14.1.11

Grenade

There's been this calm that's takin a hold of me and its like I can feel the fire bubbling just under the surface, yet I'm content in this calm. I'm an emotional person we all know what and I ride my highs as I do my lows with a smile until i crack and spew all that the dam was once holdin back. Funny how you learn yourself and know just when your gonna lose it. But I guess if anyone is to know that, it would be yourself...lol...i'd like to believe my life is just a constant throwing of curve balls and i can't say I'd want it any other way.

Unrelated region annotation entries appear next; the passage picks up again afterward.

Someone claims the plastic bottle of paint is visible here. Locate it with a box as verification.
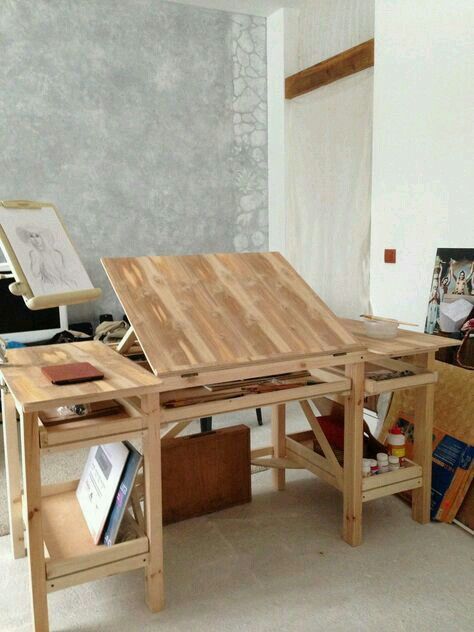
[388,456,400,472]
[369,459,379,476]
[362,459,371,478]
[377,452,388,473]
[387,426,405,465]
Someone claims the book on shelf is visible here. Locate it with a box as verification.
[102,441,143,546]
[76,442,130,544]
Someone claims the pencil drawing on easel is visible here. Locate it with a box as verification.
[16,226,77,294]
[0,208,92,296]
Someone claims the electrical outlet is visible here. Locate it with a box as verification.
[384,248,397,263]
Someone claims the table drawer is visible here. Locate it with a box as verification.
[365,356,438,395]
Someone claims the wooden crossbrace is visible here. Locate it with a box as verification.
[300,400,344,484]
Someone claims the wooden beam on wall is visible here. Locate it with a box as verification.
[285,39,374,99]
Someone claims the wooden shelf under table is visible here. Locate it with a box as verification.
[41,481,149,592]
[362,459,423,502]
[38,400,146,452]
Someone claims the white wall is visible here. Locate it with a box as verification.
[371,0,474,325]
[284,0,374,317]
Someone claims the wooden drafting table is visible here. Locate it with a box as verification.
[1,253,457,629]
[103,253,455,545]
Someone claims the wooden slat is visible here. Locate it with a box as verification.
[362,459,423,492]
[286,437,341,489]
[250,457,304,470]
[159,351,366,391]
[272,404,286,491]
[250,446,273,459]
[161,381,347,423]
[1,389,25,559]
[285,39,374,99]
[102,252,363,376]
[342,362,364,546]
[40,413,144,449]
[362,477,423,502]
[411,353,435,524]
[300,400,343,486]
[21,413,49,632]
[141,395,165,612]
[47,553,150,592]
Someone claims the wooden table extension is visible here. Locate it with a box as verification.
[0,342,163,632]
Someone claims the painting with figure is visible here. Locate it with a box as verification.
[425,248,474,334]
[0,208,93,296]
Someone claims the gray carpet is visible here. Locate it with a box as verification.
[0,406,288,536]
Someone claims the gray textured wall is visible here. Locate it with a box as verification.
[0,0,268,319]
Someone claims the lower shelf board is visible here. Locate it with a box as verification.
[42,489,148,585]
[362,459,423,502]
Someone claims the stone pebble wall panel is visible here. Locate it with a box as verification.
[232,15,268,252]
[0,0,268,322]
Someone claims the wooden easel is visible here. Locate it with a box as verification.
[0,200,102,310]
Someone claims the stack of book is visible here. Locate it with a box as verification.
[76,441,143,546]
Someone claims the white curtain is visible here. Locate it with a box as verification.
[287,0,373,317]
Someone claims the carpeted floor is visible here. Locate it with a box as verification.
[0,408,473,632]
[0,406,286,536]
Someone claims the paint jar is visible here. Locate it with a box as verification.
[369,459,379,476]
[377,452,388,474]
[387,426,405,465]
[388,456,400,472]
[362,459,371,478]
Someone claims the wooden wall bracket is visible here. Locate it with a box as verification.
[285,39,374,99]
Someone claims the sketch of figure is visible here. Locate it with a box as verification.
[449,259,468,294]
[425,279,441,334]
[466,261,474,296]
[16,226,77,293]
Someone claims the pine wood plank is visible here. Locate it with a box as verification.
[285,39,374,99]
[272,404,286,491]
[2,389,25,559]
[342,363,364,546]
[411,352,435,524]
[102,253,363,376]
[342,318,461,362]
[141,395,165,612]
[21,413,49,632]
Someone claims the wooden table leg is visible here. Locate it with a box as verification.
[20,413,49,632]
[2,389,26,559]
[412,353,435,524]
[141,395,165,612]
[342,362,364,546]
[272,404,286,491]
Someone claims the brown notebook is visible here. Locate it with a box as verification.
[41,362,104,385]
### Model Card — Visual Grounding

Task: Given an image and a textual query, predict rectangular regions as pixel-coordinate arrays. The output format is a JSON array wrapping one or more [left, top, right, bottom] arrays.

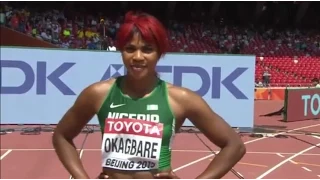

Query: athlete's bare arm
[[169, 87, 246, 179], [52, 80, 114, 179]]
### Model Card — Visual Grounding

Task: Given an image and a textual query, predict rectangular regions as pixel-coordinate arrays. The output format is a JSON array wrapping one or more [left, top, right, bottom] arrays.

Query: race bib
[[101, 119, 163, 170]]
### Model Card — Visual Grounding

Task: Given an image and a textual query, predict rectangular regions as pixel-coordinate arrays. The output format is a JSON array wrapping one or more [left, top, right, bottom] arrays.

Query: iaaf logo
[[1, 60, 248, 99]]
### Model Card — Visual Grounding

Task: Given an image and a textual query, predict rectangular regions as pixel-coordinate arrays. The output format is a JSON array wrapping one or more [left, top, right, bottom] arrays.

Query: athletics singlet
[[97, 76, 175, 171]]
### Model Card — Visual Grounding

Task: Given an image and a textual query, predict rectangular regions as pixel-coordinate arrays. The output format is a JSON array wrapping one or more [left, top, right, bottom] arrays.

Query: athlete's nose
[[133, 50, 144, 61]]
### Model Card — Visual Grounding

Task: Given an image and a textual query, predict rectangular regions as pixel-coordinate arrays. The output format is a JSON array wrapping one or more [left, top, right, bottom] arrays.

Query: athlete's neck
[[123, 76, 158, 98]]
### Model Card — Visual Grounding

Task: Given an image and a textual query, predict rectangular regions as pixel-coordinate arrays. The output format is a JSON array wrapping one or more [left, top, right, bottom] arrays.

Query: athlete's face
[[122, 33, 159, 79]]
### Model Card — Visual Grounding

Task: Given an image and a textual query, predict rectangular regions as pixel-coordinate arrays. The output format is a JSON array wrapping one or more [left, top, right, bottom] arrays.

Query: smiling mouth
[[131, 64, 147, 71]]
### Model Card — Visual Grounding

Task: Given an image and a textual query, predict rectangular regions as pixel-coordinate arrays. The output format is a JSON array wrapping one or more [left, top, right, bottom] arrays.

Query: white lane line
[[0, 149, 12, 161], [302, 167, 311, 172], [173, 124, 320, 172], [256, 143, 320, 179], [289, 160, 298, 164], [277, 153, 284, 157]]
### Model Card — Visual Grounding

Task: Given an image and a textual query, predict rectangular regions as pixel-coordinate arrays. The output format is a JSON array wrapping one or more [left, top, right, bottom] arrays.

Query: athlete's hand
[[97, 173, 109, 179], [154, 171, 180, 179]]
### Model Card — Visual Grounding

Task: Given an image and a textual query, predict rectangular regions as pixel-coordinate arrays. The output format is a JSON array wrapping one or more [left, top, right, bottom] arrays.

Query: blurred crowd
[[0, 1, 320, 56]]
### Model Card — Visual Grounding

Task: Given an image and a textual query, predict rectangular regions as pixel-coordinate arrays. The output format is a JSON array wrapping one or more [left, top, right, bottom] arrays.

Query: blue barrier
[[1, 47, 255, 127]]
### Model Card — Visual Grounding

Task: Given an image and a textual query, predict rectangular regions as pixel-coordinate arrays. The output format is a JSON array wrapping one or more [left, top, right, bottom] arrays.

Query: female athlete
[[52, 12, 245, 179]]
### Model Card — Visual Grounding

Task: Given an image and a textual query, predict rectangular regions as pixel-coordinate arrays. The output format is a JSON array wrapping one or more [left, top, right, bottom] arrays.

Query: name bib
[[101, 119, 163, 170]]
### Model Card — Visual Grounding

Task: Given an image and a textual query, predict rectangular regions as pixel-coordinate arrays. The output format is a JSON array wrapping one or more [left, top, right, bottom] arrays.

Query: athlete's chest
[[105, 98, 173, 123]]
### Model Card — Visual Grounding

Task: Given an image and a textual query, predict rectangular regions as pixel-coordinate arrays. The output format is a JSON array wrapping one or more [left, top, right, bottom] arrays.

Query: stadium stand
[[0, 3, 320, 86]]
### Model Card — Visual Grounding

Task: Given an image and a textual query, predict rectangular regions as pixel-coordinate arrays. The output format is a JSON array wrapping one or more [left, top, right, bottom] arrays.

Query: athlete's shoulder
[[81, 78, 116, 100], [166, 82, 201, 103]]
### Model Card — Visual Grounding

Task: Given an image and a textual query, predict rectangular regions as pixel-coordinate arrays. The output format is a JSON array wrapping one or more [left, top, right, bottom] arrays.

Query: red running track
[[0, 124, 320, 179]]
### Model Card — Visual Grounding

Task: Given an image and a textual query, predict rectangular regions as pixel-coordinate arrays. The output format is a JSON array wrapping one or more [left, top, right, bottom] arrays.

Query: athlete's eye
[[124, 46, 136, 53]]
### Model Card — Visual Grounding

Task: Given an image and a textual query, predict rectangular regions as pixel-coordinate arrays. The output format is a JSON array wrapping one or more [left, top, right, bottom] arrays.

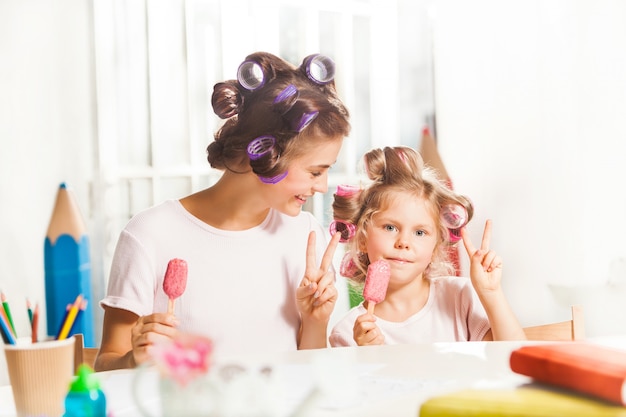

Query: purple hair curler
[[335, 184, 361, 197], [328, 220, 356, 243], [440, 204, 467, 243], [258, 171, 289, 184], [247, 135, 276, 161], [339, 251, 359, 278], [274, 84, 300, 106], [293, 111, 320, 133], [237, 61, 265, 91], [300, 54, 335, 85]]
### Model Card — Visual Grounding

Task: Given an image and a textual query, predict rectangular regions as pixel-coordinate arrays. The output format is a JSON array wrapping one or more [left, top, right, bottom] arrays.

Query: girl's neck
[[376, 277, 430, 322]]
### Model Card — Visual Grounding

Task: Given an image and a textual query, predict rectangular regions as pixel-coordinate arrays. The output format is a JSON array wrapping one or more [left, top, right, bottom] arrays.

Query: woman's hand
[[352, 313, 385, 346], [461, 220, 502, 295], [131, 313, 178, 365], [94, 307, 178, 371], [296, 232, 341, 322], [296, 232, 341, 349]]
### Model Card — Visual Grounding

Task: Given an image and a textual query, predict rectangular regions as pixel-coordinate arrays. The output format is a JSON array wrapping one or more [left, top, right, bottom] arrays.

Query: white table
[[0, 336, 626, 417]]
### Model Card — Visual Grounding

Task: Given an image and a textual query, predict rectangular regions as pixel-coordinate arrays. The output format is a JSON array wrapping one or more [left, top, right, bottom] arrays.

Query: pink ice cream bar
[[363, 259, 391, 310], [163, 258, 187, 313]]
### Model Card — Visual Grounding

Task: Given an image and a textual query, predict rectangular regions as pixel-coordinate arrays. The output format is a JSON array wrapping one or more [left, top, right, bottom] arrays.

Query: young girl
[[330, 147, 526, 346], [95, 52, 350, 370]]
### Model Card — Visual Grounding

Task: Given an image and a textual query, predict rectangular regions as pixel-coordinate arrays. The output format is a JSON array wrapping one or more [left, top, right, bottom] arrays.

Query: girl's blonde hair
[[332, 146, 473, 285]]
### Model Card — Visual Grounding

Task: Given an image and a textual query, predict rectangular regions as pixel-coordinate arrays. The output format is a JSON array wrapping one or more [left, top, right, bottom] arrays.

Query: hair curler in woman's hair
[[237, 61, 265, 91], [300, 54, 335, 85], [274, 84, 300, 114], [257, 171, 288, 184]]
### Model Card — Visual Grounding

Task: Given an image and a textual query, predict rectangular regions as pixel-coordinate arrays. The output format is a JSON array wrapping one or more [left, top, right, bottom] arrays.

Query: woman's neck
[[180, 171, 269, 230]]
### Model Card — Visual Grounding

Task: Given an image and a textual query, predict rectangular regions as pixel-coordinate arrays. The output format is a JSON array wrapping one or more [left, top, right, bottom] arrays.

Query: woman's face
[[365, 192, 438, 283], [265, 137, 343, 216]]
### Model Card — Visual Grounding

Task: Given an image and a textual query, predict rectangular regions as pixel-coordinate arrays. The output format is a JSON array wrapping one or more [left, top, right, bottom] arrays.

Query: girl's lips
[[387, 258, 412, 264]]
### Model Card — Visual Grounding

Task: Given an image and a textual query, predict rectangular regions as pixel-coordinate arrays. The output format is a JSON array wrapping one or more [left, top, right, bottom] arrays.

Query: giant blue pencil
[[44, 183, 94, 347]]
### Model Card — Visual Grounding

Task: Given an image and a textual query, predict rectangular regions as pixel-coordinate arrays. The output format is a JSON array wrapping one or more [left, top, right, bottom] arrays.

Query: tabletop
[[0, 336, 626, 417]]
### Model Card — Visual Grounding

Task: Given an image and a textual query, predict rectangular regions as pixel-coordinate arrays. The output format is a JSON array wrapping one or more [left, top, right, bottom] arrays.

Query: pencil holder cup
[[4, 337, 74, 417]]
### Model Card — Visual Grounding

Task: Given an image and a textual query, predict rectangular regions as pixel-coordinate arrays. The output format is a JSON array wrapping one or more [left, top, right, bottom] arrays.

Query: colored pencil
[[42, 183, 95, 346], [69, 298, 88, 334], [57, 294, 83, 340], [0, 292, 17, 337], [26, 298, 33, 327], [0, 306, 15, 345], [31, 303, 39, 343]]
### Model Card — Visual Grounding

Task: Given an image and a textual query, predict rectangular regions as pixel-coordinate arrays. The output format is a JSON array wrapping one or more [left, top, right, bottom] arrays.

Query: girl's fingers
[[480, 220, 491, 251], [461, 227, 476, 257]]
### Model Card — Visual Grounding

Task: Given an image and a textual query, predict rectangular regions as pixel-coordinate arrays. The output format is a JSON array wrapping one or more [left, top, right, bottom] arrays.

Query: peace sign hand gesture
[[461, 220, 502, 295], [296, 231, 341, 325]]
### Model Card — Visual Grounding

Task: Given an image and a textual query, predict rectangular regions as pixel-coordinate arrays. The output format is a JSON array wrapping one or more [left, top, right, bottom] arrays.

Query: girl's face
[[366, 192, 438, 283], [266, 138, 342, 216]]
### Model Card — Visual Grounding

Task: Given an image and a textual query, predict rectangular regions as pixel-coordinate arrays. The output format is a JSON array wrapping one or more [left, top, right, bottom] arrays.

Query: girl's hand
[[352, 313, 385, 346], [296, 231, 341, 322], [461, 220, 502, 294], [131, 313, 178, 365]]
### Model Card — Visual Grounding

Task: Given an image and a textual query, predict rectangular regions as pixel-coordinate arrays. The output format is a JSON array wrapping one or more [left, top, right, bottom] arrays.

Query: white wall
[[434, 0, 626, 336], [0, 0, 95, 384]]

I like the not knowing whats around the corner but i have a difficult time with change..I kno I kno change is constant and needed and blah blah blah CHANGE MAKES ME UNCOMFORTABLE OK! lol
I love writing on this thing it always make me feel better and like even when what I originally wanted to get out doesn't necessarily come out I still feel this release and i can breath easy. Well for a while until something else bothers me and I remember I own this thing. YES I OWN IT...THESE ARE MY RANDOM THOUGHTS...ALL MINES! lol
I kno most people own a blog and they have some deep tale, or the worldly news, or the latest trend, all on display for consumers. I on the other hand treat my blog like my diary random burst of thoughts I can't find any other place to put em. Except when I put them here I kinda hope someone finds them and can relate some how.
*OH lol I'm goin to Maine this weekend to visit Grace again! lol I'm both excited and nervous. One I don't really like planes and Two I'm not too sure I want to hear all the advice she's gonna shovel down my throat. I mean she has good intentions but I have a plan it's takin a little longer to fulfill tis all.